Alors parlons vin ! Pour moi, La Baronne G. est un vin modèle Rapport B. Là je vous sens ébranlés, moins ramenard, prêt à me rendre les armes. En effet ce vin permet à des consommateurs, qui ne peuvent accéder au cousu main de s’offrir du plaisir à un prix abordable. C’est un modèle qui, dans la langue bordelaise, se définit comme un second vin, celui du Château Siaurac la plus grande propriété de Lalande de Pomerol, jouxtant Pomerol. 80%merlot, 20% cabernet franc sur de l’argile et des graves, La Baronne G. s’affiche délibérément bordelaise, le vin est équilibré, souple, fruité, facile à boire dans sa jeunesse. Cousine germaine de la Cuvée Plaisir, la nouvelle venue garde la patte d’Alain Reynaud qui a veillé sur son berceau. Reste à vous dire, même s’il est malséant de parler argent, que vous pouvez vous offrir un flacon de Baronne G pour environ 10€
La seconde femme délurée je l’ai croisée le lendemain rue Vergniaud à Saint-Emilion (pour la petite histoire j’ai habité une grosse poignée d’années rue Vergniaud dans le treizième arrondissement). Mes intuitions sont pour moi des maîtresses impérieuses et je leur cède sans combattre. Donc dès l’entame de ce second jour je me rendais d’un pas assuré, sous un ciel d’une pureté de rosière, chez mon ami Jean-Luc Thunevin, comme moi mauvais berger du vin français, bad boy (lire absolument cette chronique datée du 26 mars 2008 link.) Première bonne nouvelle, en descendant la rue Guadet je tombais sur un autre ami cher à mon cœur, François Des Ligneris, et comme j’étais perdu – en dehors de Paris je me perds tout le temps, et pourtant là j’avais un guide mais Sophie, comme la majorité des femmes, n’est pas dotée du sens de l’orientation – je lui demandais donc le chemin de la maison Thunevin. Il s’y rendait alors nous le suivons. Au détour de la conversation il évoquait une nouvellement arrivée dans la bergerie : une certaine Bad Girl. À partir de cet instant, comme vous pouvez vous l’imaginer mon sang bouillonnait, impatient, j'étais en état de lubricité neuronale. Alors dès mon arrivée, après avoir salué Murielle et Jean-Luc, absorbé ma dose de caféine, je me ruais vers cette nouvelle rétive. Cette Bad Girl est la fille de Murielle. Présentation faite, avant même de la savourer, je la mitraillais sous tous les angles. L’effrontée, comme vous pouvez le constater sur mes clichés, en rosissait de bonheur.

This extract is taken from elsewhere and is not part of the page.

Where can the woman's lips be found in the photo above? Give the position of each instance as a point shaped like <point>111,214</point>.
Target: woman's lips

Du côté vin, Bag Girl est un Crémant de Bordeaux, harmonieux, équilibré, joyeux, fines bulles, bien dans l’esprit de la gamme des Bad car il s’inscrit, comme le flèche sur l’étiquette et la contre-étiquette l’unique brebis du troupeau qui va à contre-courant, hors le discours dominant des amateurs qui font de l’Extra-Brut l’alpha et l’oméga des bulles qui plaisent. J’ai goûté et je dois avouer que j’ai retrouvé dans cette Bad Girl tous les éléments de langage – c’est très, très bien porté de nos jours l’élément de langage – que je serine depuis des années à propos des néo-consommateurs qui abordent le vin sous l’angle festif. Comme il faut que jeunesse se passe et que faire la fête c’est bon pour le moral, et Dieu sait que les Français sont fichtrement pessimistes, les bulles s’imposent. Des bulles qui assurent la transition avec les soft-drink, des bulles avec de la vivacité mais juste ce qu’il faut de sucrosité. Mon hymne, plusieurs fois entonné, pour les méthodes ancestrales, bien douces, bien jeunes, va dans le même sens. Alors cette Bad Girl bien lookée, avenante, positionnée assez haut environ 15€, qui vient prendre place sur un marché dynamique et porteur, va devoir lutter contre les idées reçues qui ... allez je ne vais pas repasser les plats.